By Jason Sweeney
Kiwanis Club of Los Altos members present handmade dolls to Angel Flight’s Grant Smith. The dolls provide comfort to children in emergency or traumatic situations. |
Dorothy, of the town of Quincy in the Sierra Nevada Mountains, found a lump in her breast and went to see her doctor. The diagnosis was bad.
Her doctor informed her that she had a particularly virulent form of breast cancer and that she should get her affairs in order and make peace with her family because she didn’t have much time left to live.
Then Dorothy learned that City of Hope had a special program that treated her type of cancer. But the treatment center was in Los Angeles more than 560 miles away. Dorothy didn’t have the income for frequent plane flights nor the stamina for the long drive to L.A.
A group of pilots from an organization called Angel Flight came to Dorothy’s rescue. Angel Flight pilots flew Dorothy, free of charge, from her home in Quincy to the City of Hope facility in L.A. once a week over the course of a year allowing her to receive the treatment she needed. Today, her cancer is in remission.
Grant Smith, a retired engineer and private pilot from Menlo Park who flies between 20 to 30 Angel Flight missions a year, recounted Dorothy’s story to the Kiwanis Club of Los Altos during the club’s April 12 meeting in downtown Los Altos.
Long drives or expensive plane tickets can be huge obstacles for some cancer patients, Smith said. Angel Flight offers free flights to hospitals where the medical care they need is provided.
Smith, the owner of a Cessna 182, has been flying airplanes as a hobby for about 20 years.
“I was looking for something to do with my airplane,” Smith said. With Angel Flight, Smith found a way to use his hobby and his airplane for a greater good.
“Angel Flight is a totally free service,” Smith said. “Pilots cover 100 percent of the costs of their missions.”
In Northern California, approximately 500 pilots fly for Angel Flight, with 100 of them being fairly active, Smith said. Some of the pilots have regular jobs and fly only on weekends. This means retirees fly the bulk of the missions.
Angel Flight West has four paid employees - three schedulers and the executive director, Jim Weaver. The four employees’ salaries are paid by donations while the rest of the organization consists of unpaid volunteers.
If passengers are mobile enough to fly in a small aircraft, have a doctor’s permission certifying their condition is stable enough to fly in a non-pressurized plane and they can demonstrate they have the financial need, Angel Flight will fly them for free.
Angel Flight has flown more than 4,500 missions west of the Rockies, Smith said. One thousand of those missions were flown in Northern California.
The pilots of Angel Flight are proud of their safety record, Smith said. They have never had an accident. A mission assistant is present on every flight to help passengers and assist the pilot. The planes are mostly four-seaters, although some of the more “financially successful pilots” have airplanes with as many as 10 seats.
“Flying is an expensive hobby, right up there with collecting European artwork,” Smith said.
He said that for about 60-70 percent of passengers a flight with Angel Flight is their first time flying.
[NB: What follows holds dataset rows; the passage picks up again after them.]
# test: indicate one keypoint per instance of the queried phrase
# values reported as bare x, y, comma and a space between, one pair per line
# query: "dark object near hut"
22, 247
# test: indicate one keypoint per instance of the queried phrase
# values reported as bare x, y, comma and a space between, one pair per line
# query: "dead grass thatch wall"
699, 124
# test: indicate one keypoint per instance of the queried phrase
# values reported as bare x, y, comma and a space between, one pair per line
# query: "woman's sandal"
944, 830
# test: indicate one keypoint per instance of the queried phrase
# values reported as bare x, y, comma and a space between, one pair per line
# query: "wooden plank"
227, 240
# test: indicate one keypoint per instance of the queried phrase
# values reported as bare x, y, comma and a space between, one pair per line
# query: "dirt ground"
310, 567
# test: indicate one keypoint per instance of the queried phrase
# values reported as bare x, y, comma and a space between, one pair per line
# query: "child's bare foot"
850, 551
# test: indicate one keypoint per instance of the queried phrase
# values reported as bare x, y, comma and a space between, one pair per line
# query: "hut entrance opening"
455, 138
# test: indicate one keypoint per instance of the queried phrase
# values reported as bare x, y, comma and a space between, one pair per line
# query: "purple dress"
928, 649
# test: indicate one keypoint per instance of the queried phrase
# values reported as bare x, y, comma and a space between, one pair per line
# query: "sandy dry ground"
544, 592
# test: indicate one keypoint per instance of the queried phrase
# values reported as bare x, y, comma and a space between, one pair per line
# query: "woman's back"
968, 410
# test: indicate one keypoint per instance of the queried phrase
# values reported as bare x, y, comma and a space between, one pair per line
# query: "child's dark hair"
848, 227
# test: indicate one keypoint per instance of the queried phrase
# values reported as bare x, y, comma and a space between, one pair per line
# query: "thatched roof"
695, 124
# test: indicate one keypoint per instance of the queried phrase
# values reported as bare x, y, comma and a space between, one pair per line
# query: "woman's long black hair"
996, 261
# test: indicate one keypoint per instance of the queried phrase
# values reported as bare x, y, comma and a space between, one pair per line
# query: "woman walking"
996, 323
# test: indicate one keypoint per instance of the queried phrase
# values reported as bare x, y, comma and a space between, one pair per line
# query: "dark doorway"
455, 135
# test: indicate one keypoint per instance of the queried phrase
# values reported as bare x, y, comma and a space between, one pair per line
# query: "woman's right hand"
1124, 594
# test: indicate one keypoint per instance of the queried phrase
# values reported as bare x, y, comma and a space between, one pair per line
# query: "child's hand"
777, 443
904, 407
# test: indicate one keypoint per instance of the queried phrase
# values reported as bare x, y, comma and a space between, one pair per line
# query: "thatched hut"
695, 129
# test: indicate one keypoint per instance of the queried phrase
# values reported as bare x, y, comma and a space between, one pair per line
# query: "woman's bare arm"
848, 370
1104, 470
Many of Angel Flight’s passengers are young mothers with spina bifida. With Eureka on the Northern California coast lacking a VA hospital, Angel Flight often flies World War II vets to VA hospitals in other parts of the state. Angel Flight also flies family members to visit loved ones undergoing extended hospital stays far from home.
“We fly the whole spectrum,” he said, “from babies to people in their 70s and 80s.”
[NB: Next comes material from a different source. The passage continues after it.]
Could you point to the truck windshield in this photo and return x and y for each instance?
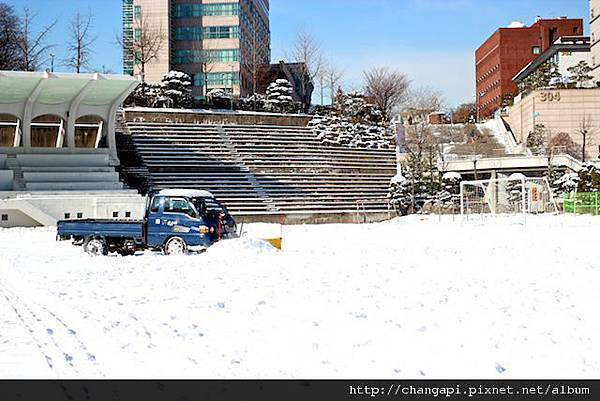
(208, 206)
The Kiwanis Club presented Smith 100 trauma dolls made by the club with help from Girl Scouts, Boy Scouts, Circle K and Key Club members. The dolls are used to help ease a child’s anxiety and to help children express fears and injuries.
As part of Smith’s talk, he showed the club a video hosted by singer, musician, actor and ex-Entertainment Tonight Show host, John Tesh. Standing on a windy airport tarmac in front of a backdrop of propeller planes, Tesh summed up the objective of Angel Flight.
“Caring and helping,” he said. “That is Angel Flight’s mission.”